Cancer immune-cell therapies are increasing in prominence as breakthrough treatments. Since 2017, several chimeric antigen receptor (CAR) T-cell therapies have been approved and have demonstrated excellent therapeutic efficacy in haematologic malignancies. All of the currently approved CAR T-cell therapies are patient-derived, and they face two major challenges: variability in the quality and quantity of produced cells; and insufficient efficacy due to cell exhaustion. The potential use of allogeneic induced pluripotent stem cell (iPSC)-derived T cells (iPS-Ts) is therefore attracting attention for the stable production and rejuvenation of manufactured immune cells.
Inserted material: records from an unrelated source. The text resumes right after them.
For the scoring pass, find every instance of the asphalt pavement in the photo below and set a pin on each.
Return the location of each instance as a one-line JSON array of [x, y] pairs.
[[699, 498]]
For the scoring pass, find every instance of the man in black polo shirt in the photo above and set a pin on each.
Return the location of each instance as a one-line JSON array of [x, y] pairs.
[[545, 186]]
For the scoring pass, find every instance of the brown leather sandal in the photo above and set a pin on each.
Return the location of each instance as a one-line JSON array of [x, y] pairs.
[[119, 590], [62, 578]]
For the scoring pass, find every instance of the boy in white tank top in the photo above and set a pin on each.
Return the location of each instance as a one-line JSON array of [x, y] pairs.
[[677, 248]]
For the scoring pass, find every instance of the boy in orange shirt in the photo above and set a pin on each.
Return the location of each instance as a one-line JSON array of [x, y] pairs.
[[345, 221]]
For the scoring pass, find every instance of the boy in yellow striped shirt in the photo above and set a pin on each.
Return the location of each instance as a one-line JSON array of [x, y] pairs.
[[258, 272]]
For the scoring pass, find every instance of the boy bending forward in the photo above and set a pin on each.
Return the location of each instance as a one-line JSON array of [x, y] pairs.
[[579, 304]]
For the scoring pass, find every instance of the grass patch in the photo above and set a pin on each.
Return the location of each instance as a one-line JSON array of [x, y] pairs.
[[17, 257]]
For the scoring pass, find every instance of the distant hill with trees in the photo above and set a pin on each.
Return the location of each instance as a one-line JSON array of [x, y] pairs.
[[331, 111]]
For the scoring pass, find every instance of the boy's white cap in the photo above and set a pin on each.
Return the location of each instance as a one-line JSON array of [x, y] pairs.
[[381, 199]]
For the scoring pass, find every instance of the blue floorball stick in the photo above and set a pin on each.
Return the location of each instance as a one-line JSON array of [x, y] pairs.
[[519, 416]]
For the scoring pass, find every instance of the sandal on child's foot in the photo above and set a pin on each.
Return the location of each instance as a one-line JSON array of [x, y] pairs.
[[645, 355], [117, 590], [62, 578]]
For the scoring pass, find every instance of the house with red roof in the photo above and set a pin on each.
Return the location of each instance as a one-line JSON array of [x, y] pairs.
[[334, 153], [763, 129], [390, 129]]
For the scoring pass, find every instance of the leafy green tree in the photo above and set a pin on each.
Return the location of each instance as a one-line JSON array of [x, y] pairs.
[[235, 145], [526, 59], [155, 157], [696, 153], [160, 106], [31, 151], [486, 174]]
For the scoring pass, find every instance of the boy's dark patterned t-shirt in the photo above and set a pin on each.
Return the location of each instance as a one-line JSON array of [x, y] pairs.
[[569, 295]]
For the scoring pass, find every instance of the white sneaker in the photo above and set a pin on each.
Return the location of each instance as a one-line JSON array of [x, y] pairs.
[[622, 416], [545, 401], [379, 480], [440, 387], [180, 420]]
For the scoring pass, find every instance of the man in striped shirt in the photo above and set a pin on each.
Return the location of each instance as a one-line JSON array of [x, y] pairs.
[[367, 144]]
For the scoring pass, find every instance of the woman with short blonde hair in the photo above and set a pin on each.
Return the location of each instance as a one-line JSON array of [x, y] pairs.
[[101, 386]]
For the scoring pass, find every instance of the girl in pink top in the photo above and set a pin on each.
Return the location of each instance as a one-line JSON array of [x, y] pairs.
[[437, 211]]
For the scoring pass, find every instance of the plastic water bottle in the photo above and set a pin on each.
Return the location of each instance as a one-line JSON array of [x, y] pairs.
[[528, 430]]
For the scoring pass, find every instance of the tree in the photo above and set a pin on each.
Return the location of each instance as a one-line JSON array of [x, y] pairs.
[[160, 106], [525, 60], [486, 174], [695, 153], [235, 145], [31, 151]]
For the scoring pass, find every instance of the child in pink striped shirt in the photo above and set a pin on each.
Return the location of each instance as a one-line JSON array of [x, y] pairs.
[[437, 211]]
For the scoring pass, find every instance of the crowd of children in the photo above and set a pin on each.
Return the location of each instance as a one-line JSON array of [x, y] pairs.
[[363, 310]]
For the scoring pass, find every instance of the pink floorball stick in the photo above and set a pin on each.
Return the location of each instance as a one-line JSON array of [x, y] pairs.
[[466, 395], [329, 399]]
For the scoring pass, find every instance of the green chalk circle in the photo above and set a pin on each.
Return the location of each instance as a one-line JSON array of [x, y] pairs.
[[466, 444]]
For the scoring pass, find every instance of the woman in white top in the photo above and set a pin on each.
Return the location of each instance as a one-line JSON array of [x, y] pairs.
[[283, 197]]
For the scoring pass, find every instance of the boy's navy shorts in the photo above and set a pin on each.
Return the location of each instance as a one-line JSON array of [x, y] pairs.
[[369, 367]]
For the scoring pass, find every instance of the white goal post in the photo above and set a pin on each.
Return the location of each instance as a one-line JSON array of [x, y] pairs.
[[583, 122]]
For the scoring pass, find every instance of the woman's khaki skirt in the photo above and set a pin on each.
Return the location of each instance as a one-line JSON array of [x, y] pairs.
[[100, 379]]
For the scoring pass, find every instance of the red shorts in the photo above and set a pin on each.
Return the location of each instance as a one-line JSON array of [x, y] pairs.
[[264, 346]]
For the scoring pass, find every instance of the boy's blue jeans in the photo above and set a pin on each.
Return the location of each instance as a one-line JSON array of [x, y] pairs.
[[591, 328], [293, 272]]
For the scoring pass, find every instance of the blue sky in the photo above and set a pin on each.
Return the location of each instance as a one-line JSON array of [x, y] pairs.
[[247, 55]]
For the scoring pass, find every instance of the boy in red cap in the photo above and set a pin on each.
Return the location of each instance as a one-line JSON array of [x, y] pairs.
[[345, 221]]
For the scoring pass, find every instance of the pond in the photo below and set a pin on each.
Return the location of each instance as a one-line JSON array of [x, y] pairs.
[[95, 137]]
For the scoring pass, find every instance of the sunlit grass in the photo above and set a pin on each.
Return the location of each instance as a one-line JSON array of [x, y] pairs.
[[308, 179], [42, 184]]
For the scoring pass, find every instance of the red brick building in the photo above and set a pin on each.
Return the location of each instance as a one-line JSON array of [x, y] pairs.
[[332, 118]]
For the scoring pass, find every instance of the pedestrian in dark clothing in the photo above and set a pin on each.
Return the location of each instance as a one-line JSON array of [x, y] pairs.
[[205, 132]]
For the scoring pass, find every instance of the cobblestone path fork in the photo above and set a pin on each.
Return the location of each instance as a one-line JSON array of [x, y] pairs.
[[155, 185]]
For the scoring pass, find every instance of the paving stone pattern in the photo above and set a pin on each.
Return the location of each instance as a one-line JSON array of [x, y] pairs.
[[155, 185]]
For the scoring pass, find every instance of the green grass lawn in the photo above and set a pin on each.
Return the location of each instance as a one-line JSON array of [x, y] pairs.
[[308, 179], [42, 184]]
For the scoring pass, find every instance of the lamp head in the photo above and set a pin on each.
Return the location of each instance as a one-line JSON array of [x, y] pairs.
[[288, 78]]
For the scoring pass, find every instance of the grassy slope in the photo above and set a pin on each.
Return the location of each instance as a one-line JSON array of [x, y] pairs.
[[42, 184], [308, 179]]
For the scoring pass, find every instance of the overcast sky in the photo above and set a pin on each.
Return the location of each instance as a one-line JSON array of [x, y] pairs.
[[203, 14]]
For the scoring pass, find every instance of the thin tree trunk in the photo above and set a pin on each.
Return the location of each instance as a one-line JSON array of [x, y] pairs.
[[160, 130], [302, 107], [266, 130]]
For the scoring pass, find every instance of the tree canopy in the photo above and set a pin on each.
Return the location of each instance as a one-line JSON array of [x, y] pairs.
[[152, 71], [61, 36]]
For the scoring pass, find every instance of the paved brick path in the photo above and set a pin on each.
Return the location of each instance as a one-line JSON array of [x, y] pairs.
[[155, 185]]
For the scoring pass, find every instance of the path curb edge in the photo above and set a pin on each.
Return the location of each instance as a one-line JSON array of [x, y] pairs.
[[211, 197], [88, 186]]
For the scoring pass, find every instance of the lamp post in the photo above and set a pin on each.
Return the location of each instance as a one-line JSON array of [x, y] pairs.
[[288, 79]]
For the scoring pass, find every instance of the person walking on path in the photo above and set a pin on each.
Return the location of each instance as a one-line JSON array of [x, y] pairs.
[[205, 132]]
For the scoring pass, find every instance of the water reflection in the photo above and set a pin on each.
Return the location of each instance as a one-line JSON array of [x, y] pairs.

Founded in 2015, Thyas is a Kyoto University spinoff whose research and development is focused on the clinical application of iPSC-derived immune cells, based on the research advances made by Shin Kaneko at the Centre for iPS Cell Research and Application (CiRA) in Japan. In 2013, Kaneko — the founder of Thyas — was the first scientist to accomplish T-cell differentiation from human iPSCs, and to demonstrate in vitro and in vivo efficacy. Thyas is pioneering immune-cell therapies using iPSCs as an allogeneic source for the treatment of oncological and non-oncological clinical indications. Its platform technologies enable Thyas to consistently produce energized immune cells, especially cluster of differentiation 8 (CD8)-α and CD8-β T cells, for clinical studies (Fig. 1).
Figure 1. Thyas’ proprietary induced pluripotent stem cell (iPSC)-derived immune-cell platform. The core technology utilizes the established differentiation methods of various types of immune cell from iPSCs, including natural killer (NK) cells, killer T cells, and cluster of differentiation (CD)4-expressing innate lymphoid cells (ILCs). Combined with chimeric antigen receptors (CARs) or T-cell receptors (TCRs) of interest, this platform can generate therapeutic immune cells for many types of cancer.
Creation of antigen-specific cytotoxic T cells
For iPS-Ts to acquire antigen-specific cytotoxicity, the induction of CD8-α/β expression is required for strong avidity between the T-cell receptor (TCR) and human leukocyte antigen (HLA)/peptides (cancer antigens). However, it is difficult to produce T cells that express CD8-α/β from iPSCs. Kaneko’s group demonstrated that they could produce functional iPS-Ts with CD8-α/β expression with appropriate in vitro and in vivo efficacy1. CD8-α/β heterodimer T cells are deemed to have better migratory capacity into tumour sites. Thyas has optimized Kaneko’s method for clinical production and will initiate clinical trials soon.
Feeder-free production systems
In addition to the inherent difficulty of inducing CD8-α/β T cells, conventional T-cell differentiation processes that use stromal or feeder cells carry a risk of pathogen contamination, may result in unstable production, and involve additional costs associated with the use of peripheral blood mononuclear cells (PBMCs) and the various tests required to check for purity. Kaneko’s group demonstrated a reliable large-scale feeder-free production system by culturing iPSC-derived hematopoietic stem cells (HSCs) in the presence of cytokine cocktails that activate Notch signalling and cell adhesion. The iPS-Ts modified in this system exhibited early-memory phenotypes, including high replicative capacity and an ability to give rise to potent effector cells2,3. Moreover, Thyas has further optimized and established a feeder-free T-cell culture system for clinical-scale production, and begun Good Manufacturing Practice (GMP) grade production of TCR iPS-Ts for clinical trials.
Hypoimmunogenic T cells
For iPSC-derived immune cells to be used repeatedly without HLA matching, they must evade rejection from the host’s immune system. Thyas is taking a comprehensive approach to creating hypoimmunogenic iPSCs as a source of clinical materials, which is expected to be the next standard for cancer immune-cell therapy. In 2021, Kaneko’s group produced iPS-Ts from genetically modified hypoimmunogenic iPSCs and demonstrated persistence of iPS-Ts in the presence of allogeneic PBMCs, as well as in vivo anti-tumour activity4. Thyas’ efforts to adopt hypoimmunogenic iPSCs as a source for next-generation products are ongoing.
Unlocking the potential of cancer immune-cell therapies
Cancer immune-cell therapy using iPS-Ts has the potential to become a curative intervention for the treatment not only of myeloproliferative diseases but also of solid tumours. While the clinical development of natural killer (NK) cells from iPSCs is currently leading this field, iPS-Ts are expected to drive the next wave of iPSC-derived immune-cell applications. Founded in one of the first centres of iPSC research, Thyas is becoming a leader of iPSC-derived cancer immune-cell therapy.